As a measure to improve the levels of protection of European Union citizens’ data, the European Parliament adopted the General Data Protection Regulation (GDPR) on April 14, 2016. It applies to ANY company that handles data of EU citizens. It was designed to harmonize data privacy laws across the EU. The regulation went into effect on May 25, 2018.
If you are a North American company doing business with anyone in EU countries you need to be aware of the following:
- The GDPR requires that any company doing business in the EU must securely collect, store and use personal information. No matter the size of the company. Small companies can still face fines for violations that may occur. You can’t claim you “only do business in California” if you actually collect and store tons of data on EU customers through your website.
- Fines for non-compliance can be as much as $21 million, or 4 percent of your organization’s annual worldwide turnover. Whichever is greater.

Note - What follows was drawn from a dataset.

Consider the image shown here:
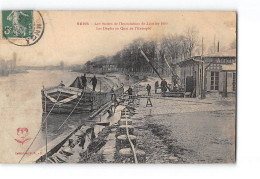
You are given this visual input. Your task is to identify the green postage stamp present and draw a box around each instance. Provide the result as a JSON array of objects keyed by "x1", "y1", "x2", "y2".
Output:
[{"x1": 2, "y1": 10, "x2": 33, "y2": 39}]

- The regulation upholds the “right to be forgotten.” Consumers can ask companies to remove personal data that they published publically. Then companies must comply.

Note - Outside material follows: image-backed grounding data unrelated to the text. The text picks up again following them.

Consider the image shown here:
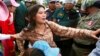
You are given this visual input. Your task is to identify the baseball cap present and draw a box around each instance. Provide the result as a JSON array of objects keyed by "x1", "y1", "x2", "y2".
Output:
[
  {"x1": 49, "y1": 0, "x2": 57, "y2": 3},
  {"x1": 3, "y1": 0, "x2": 20, "y2": 7},
  {"x1": 0, "y1": 1, "x2": 9, "y2": 21},
  {"x1": 65, "y1": 0, "x2": 76, "y2": 5}
]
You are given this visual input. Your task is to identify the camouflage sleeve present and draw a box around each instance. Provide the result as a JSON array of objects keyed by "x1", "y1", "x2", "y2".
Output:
[
  {"x1": 91, "y1": 18, "x2": 100, "y2": 30},
  {"x1": 91, "y1": 11, "x2": 100, "y2": 30},
  {"x1": 47, "y1": 21, "x2": 93, "y2": 39}
]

- When you detect a data breach, the law requires companies to report breaches to consumers within 72 hours.
How Can North American Companies Handle GDPR?
- You need to educate employees in your company about the GDPR’s importance and the role they have to play.
- Organizations must have an inventory of all personal data they hold.
- Review all your current data privacy notices alerting individuals to the collection of their data. Some of these might need updating.
- Look over your privacy policies and procedures to ensure they cover all the rights individuals have, including how one would delete personal data or provide data electronically.
- Review current access rights and how they could change, update procedures, and plan how requests within new timelines will be handled.
- Assess your current methods of handling and/or processing data. You want to check that you’ve covered your legal obligations. Document any of your methods or procedures.
- Review how you’re requesting and tracking customer consent. GDPR requires you to ask, obtain, and record consent for data collection.
- Make sure that someone in the organization or an external data protection advisor takes responsibility for data protection compliance.
- Review the procedures that are in place to detect, report, and investigate a personal data breach. Also, you should always assume a breach will happen at some point.
Compliance as a Competitive Advantage, or a Major Risk
Since the GDPR, some companies in North America are finding that expanding their business globally is more challenging. However, companies some will find that compliance gives them an edge when working with customers that require such compliance. Even before this new set of regulations, B2B companies were already discovering that cybersecurity was making or breaking new sales.
While there are tons of free resources and security tools, especially for small businesses and startups, companies have to make the choice to increase their security and privacy policies. Or take the risk of noncompliance and falling behind competitors.